As noted in the previous post about AI Model Serving layers, your serving layer determines which APIs are presented, and which client libraries you can use.
In this article, I’ll cover the most common AI APIs and where you are likely to encounter them.
Common APIs#
These APIs are in widespread use for AI model serving. Most AI Model serving layers will support both of these APIs. Chat-style completions are increasingly popular, so if you are working with newer models, you should start there.
OpenAI Chat Completions API#
This is the most common API, and is used by most recent models at the time of this writing.
This API uses a series of messages to model a chat. There are 3 common roles in the chat interface.

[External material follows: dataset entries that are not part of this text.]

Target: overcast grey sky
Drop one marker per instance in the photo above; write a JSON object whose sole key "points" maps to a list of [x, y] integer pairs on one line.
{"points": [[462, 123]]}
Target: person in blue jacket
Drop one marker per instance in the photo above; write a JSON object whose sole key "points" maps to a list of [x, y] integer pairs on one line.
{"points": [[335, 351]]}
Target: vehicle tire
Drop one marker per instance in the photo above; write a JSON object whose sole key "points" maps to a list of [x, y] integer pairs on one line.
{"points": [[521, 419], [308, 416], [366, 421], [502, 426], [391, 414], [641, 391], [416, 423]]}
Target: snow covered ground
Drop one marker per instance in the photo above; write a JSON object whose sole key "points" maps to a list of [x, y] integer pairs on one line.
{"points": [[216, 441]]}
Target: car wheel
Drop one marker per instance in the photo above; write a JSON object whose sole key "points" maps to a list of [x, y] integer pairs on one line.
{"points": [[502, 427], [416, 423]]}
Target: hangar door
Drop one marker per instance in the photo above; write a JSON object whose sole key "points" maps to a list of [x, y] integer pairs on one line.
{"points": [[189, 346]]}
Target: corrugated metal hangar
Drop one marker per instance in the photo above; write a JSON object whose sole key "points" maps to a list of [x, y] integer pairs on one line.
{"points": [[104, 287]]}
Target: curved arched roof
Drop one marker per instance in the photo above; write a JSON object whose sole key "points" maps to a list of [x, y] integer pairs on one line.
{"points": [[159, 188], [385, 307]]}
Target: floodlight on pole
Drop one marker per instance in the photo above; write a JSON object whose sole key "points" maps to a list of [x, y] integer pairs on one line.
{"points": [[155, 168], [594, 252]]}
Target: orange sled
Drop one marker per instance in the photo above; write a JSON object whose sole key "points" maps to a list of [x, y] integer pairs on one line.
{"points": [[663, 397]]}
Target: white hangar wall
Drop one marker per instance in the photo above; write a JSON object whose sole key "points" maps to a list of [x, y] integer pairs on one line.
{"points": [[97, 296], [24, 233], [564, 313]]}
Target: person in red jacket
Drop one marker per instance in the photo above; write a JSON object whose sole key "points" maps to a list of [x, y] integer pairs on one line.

- user: represents the messages sent by the human interacting with the AI
- ai: unsurprisingly, this role represents the AI’s response
- system: context and messages designed to steer the AI toward a particular type of response. These are intended for use as grounding and context for the later chat messages.
As an example, consider the following set of messages:
"messages": [
{
"role": "system",
"content": "You are a helpful assistant who likes frogs."
},
{
"role": "user",
"content": "tell me a fact about frogs"
}
]
This API neatly maps to the way AI is often used in a chat bot, and allows for multi-turn prompting and user followup.
OpenAI Completions (Legacy) API#
This was OpenAI’s initial API, focused on taking a plain text prompt, and returning a set of possible responses.
This is considered Legacy by OpenAI, though many models may still provide this API. This API is good for one-shot prompts, but may be unwieldy for longer prompts or multi-turn prompting.
HuggingFace’s Text Generation Inference (TGI) API is not fully compatible with Completions. Clients may require minor code adjustment when switching between these two interfaces.
The request body key for user input with TGI is
inputs
,
while OpenAI’s interface uses
prompt
.
Related Complications#
In addition to the APIs described above, there are a few additional factors to consider when deciding how to communicate with your model.
Gemma: Instruction Tuning#
Google’s Gemma models use a prompting syntax called ‘instruction tuning’, which uses angle-bracketed tags to denote the start and end of the “turn”. This is a method to indicate when the user is done and the model should respond. Visually, it has a similar look to the Chat interface describe above.
This style of prompt looks like this:
<start_of_turn>user
tell me facts about turtles.<end_of_turn>
<start_of_turn>model
So far, i’ve only seen this used in Google’s Gemma and Gemma2 models, usually with the explicit “-it” suffix when found on Huggingface
Instruction Tuning is an expectation of the underling model, which still requires a Serving API. Instruction tuning is usually hosted behind a Completions API surface, where a single large prompt is expected.
Google Vertex AI#
Vertex AI can be used to host your own models, and provides an API that is consistent with the general “feel” of Google’s other APIs.
A Vertex AI-hosted model still requires its own Model Serving Layer, so you can think of the Vertex AI API as an envelope, encapsulating requests for the underlying Model Serving API.
In fact, if you look closely at Vertex AI model objects, you can see the details of how they are passing requests to the Model Serving container underneath:
gcloud ai models list --region us-central1 --format json
The above command will show the containerSpec
that describes how to run your
chosen Model Serving Layer, as well as the url paths on that container to use
for health checks (healthRoute
) and content generation (predictRoute
).
Recap and Next Steps#
The Chat and Completion APIs are used by the majority of AI model serving tools. Understanding these APIs will help you choose the right client for talking to your model.
I’ll discuss some available clients and their configuration in the next installment of this series.